Kadın hakları ile ilgili bu kaçıncı yazım artık hatırlamıyorum bile.
İşin en ilginç yanı ise şu değerli okuyucularım.
Medeni toplumlar dediğimiz ve teknolojilerine özendigimiz batı devletlerinden bile çok çok önce kadınlarımıza verilen seçme seçilme ve İNSAN olma vasfını,Tükiye Cumhuriyeti'nin kurucusu Atatürk, kadınlarımıza vermiş ve insanlarımızı da padişaha "kul"olmaktan çıkartıp efendi olmasını sağlamış.
Yetmemiş birde bu hakları anayasal olarak sonsuza kadar da koruma altına almış.
Tüm bunlara rağmen gelin görün ki bu insan olma hakları kendilerine altın bir tepsi içinde sunulan kadınlarımız,ellerinin tersi ile geri itmek için var güçleri ile çırpınıyorlar.
Ve yine çok tuhaftır ki biz kadınlar bu haklarımızı erkeklere karşı savunalım derken, şimdiler de bir takım hem cinslerimize karşı çok daha fazla savunuyuruz ve mücadele veriyoruz.
Geçtiğimiz günlerde bir parkta otururken kapalı bir kadın geldi yanıma oturdu.Merhaba falan derken söz geldi açık saç kapalı saç' a...
Bana dedi ki " bak ne güzel saçlarınız var bunları neden "namahreme gösteriyorsunuz"...

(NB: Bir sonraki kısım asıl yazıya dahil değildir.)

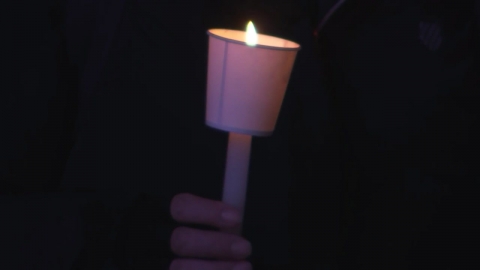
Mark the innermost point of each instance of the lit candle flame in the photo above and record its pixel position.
(251, 38)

Tuhafıma gitti ama iyi niyetli olduğuna inanmasam terslerdim.Ben öyle yapmadım ve medenice cevap verdim.Saçımın kıyafetimin kendi tercihim olduğunu söyleyerek,gayet rahat olduğumu ve ben sizin kapalılığınızı sorguluyor muyum ?dedim.
Burası Türkiye Cumhuriyeti kimse kimsenin inancına kılık kıyafetine karışamaz diyerek son noktayı koydum.
İşi "günah münah" boyutuna tasıyınca baktım tartışma büyüyecek iyi günler diyerek ordan uzaklaştım.
Yani ne yalan söyleyeyim çok zoruma gitti.
Ben yıllar yılı kadınlarımızı bilgilendirmek ve aydınlatmak için,haklarını korumaları ve aramaları için,kendilerini hiç kimseye ezdirmemeleri için katılmadığım seminerler toplantılar ve gezmedigim il ilçe kalmadı neredeyse.
Geldiğimiz noktaya ve karşılaştığımız duruma bakın.
Yine böyle bir etkinlik olan 5 Aralık Türk kadınına seçme ve seçilme hakkının verilmesinin 90. yıl dönümü dolayısıyla Bilecik’te buluştuk.
Türkiye’nin çeşitli illerinden gelen Türk kadınlar birliği üyeleri olarak kadın arkadaşlarımızla birlikteydik ve bizler Gazi Mustafa Kemal Atatürk e minnettarız diyerek sunumlara bilgilendirmelere iyice aşina olmak için can kulağı ile dinledik.
Bu yaşadığım olay ile karşılaştırınca şunu dedim kendime.
Yoksa bir arpa boyu yol alamadık mı diye?
Sonra çevreme enine boyuna şöyle bir bakınca gördüğüm tablo az da olsa yüzümü güldürdü.
Ve Türk kadınının çağdaş ve çağa ayak uydurma noktasında çok daha kararlı ve çoğunlukta olduğumuzu görünce içim ferahladı ve bu azim gayret ve çabanın çok daha fazlası lazım diyerek,beynimdeki o kötü ve karamsar duygulardan uzaklaştım.
Ve bir kere daha o güzel insan Gazi Mustafa Kemal Ataturk'ü rahmetle minnetle saygıyla andım.